The perceptual ambiguity of wine helps explain why contextual influences--say, the look of a label, or the price tag on the bottle--can profoundly influence expert judgment. This was nicely demonstrated in a mischievous 2001 experiment led by Frédéric Brochet at the University of Bordeaux. In the first test, Brochet invited fifty-seven wine experts and asked them to give their impressions of what looked like two glasses of red and white wine. The wines were actually the same white wine, one of which had been tinted red with food coloring. But that didn't stop the experts from describing the "red" wine in language typically used to describe red wines. One expert praised its "jamminess," while another enjoyed its "crushed red fruit."

The second test Brochet conducted was even more damning. He took a middling Bordeaux and served it in two different bottles. One bottle bore the label of a fancy grand cru, the other of an ordinary vin de table. Although they were being served the exact same wine, the experts gave the bottles nearly opposite descriptions. The grand cru was summarized as being "agreeable," "woody," "complex," "balanced," and "rounded," while the most popular adjectives for the vin de table included "weak," "short," "light," "flat," and "faulty."

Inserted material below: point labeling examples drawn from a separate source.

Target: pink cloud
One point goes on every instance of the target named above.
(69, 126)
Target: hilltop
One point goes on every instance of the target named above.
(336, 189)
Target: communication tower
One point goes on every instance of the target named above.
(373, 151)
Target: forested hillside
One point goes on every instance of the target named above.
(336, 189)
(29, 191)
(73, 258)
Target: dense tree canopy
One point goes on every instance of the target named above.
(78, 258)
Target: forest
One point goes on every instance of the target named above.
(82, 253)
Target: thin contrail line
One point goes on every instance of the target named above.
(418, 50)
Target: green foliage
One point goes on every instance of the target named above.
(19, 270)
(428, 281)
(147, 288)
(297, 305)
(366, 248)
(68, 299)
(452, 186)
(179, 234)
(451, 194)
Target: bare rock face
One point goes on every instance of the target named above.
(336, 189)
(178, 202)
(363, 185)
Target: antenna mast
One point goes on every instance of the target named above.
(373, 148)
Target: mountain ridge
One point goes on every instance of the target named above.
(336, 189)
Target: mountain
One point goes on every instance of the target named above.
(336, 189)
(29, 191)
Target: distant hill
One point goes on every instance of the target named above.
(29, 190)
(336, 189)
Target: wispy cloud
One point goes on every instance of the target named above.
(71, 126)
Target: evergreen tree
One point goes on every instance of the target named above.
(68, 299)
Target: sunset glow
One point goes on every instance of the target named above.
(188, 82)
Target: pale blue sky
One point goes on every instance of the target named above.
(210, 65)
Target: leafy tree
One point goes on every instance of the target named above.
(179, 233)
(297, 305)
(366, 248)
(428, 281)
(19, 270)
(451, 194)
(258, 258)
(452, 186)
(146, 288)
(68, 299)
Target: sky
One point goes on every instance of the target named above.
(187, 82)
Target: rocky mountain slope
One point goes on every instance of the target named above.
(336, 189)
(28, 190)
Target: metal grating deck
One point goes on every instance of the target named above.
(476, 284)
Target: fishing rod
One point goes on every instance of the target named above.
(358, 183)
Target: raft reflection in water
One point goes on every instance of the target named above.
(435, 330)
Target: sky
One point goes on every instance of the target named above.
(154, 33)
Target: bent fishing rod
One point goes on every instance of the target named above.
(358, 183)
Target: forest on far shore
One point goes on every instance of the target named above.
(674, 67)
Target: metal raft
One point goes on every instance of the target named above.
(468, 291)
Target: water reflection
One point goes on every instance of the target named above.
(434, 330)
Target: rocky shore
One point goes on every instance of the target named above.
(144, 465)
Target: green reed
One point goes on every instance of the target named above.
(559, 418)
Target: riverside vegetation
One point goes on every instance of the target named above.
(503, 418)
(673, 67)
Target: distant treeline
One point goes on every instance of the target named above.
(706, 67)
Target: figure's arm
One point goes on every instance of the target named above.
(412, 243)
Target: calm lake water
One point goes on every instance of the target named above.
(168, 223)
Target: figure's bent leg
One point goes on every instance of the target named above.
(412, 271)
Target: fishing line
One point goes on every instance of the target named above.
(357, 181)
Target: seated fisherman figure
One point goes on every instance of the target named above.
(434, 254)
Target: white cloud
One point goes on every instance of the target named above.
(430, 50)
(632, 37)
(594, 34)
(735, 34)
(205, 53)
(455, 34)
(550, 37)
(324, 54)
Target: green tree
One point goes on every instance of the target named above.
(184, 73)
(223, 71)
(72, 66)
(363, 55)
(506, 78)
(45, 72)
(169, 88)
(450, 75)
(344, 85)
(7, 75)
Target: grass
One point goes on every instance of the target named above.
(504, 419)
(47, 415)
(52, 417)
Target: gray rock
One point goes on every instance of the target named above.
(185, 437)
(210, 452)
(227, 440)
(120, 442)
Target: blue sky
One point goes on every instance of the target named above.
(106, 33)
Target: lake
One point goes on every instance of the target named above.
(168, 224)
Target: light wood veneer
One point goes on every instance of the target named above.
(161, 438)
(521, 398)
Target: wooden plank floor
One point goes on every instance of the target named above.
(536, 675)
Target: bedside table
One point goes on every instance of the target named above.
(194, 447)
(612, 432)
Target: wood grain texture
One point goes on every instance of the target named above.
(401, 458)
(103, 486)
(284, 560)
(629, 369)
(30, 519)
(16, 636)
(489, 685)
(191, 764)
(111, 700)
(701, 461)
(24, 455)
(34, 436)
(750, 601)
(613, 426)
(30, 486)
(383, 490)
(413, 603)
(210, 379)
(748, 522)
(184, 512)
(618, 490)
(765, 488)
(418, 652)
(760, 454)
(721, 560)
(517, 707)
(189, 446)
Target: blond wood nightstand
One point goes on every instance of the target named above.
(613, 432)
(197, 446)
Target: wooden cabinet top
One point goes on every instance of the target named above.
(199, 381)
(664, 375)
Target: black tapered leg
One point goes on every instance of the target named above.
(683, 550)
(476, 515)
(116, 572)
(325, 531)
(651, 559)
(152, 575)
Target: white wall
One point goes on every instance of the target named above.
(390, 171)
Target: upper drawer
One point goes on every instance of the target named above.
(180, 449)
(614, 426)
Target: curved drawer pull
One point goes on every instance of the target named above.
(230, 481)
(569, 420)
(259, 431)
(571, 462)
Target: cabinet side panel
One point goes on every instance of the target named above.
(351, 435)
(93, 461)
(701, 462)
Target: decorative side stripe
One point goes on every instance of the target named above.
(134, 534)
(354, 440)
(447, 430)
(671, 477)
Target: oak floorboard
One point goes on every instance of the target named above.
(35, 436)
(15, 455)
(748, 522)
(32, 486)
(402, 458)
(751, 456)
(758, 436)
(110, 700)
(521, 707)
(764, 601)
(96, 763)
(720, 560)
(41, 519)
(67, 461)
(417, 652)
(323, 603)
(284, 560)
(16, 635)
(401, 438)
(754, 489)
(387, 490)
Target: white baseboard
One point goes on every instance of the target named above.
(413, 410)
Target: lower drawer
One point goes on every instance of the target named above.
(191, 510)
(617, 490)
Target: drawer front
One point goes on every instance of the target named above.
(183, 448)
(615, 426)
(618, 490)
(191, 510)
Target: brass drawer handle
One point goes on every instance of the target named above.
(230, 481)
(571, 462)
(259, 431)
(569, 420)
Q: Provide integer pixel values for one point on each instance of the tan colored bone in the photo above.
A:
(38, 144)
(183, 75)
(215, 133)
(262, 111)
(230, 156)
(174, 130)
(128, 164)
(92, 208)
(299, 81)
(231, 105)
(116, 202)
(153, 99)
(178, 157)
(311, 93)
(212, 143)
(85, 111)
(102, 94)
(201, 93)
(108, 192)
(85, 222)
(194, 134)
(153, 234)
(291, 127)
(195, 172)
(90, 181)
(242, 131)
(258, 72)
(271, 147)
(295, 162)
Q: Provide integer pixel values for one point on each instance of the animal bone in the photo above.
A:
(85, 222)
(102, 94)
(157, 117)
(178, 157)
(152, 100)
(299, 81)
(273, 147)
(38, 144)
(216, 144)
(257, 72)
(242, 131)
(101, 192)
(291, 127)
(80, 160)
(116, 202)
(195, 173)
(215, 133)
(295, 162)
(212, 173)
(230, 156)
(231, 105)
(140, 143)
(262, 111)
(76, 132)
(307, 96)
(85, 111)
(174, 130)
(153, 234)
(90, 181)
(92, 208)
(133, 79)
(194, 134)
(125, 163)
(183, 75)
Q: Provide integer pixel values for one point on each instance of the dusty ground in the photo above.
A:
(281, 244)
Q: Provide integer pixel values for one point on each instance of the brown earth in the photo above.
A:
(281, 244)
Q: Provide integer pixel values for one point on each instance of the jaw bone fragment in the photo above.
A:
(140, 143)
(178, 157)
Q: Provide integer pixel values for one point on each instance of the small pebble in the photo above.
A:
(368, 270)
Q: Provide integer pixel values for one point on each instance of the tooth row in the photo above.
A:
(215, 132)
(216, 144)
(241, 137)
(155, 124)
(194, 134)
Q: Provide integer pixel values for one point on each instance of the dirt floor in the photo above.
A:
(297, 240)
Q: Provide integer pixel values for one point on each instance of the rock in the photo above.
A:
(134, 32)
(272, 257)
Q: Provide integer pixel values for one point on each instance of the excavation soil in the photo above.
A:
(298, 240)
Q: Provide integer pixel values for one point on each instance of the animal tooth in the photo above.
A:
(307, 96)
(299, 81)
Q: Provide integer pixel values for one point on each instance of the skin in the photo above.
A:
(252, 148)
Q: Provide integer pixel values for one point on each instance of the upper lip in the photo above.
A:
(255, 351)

The results are even more distressing for non-experts. In recent decades, the wine world has become an increasingly quantitative place, as dependent on scores and statistics as Billy Beane. But these ratings suggest a false sense of precision, as if it were possible to reliably identify the difference between an eighty-nine-point Merlot from Jersey and a ninety-one-point blend from Bordeaux--or even a greater spread. And so we linger amid the wine racks, paralyzed by the alcoholic arithmetic. How much are we willing to pay for a few extra points?

These calculations are almost certainly a waste of time.


You can spend a lot of money on being pretentious.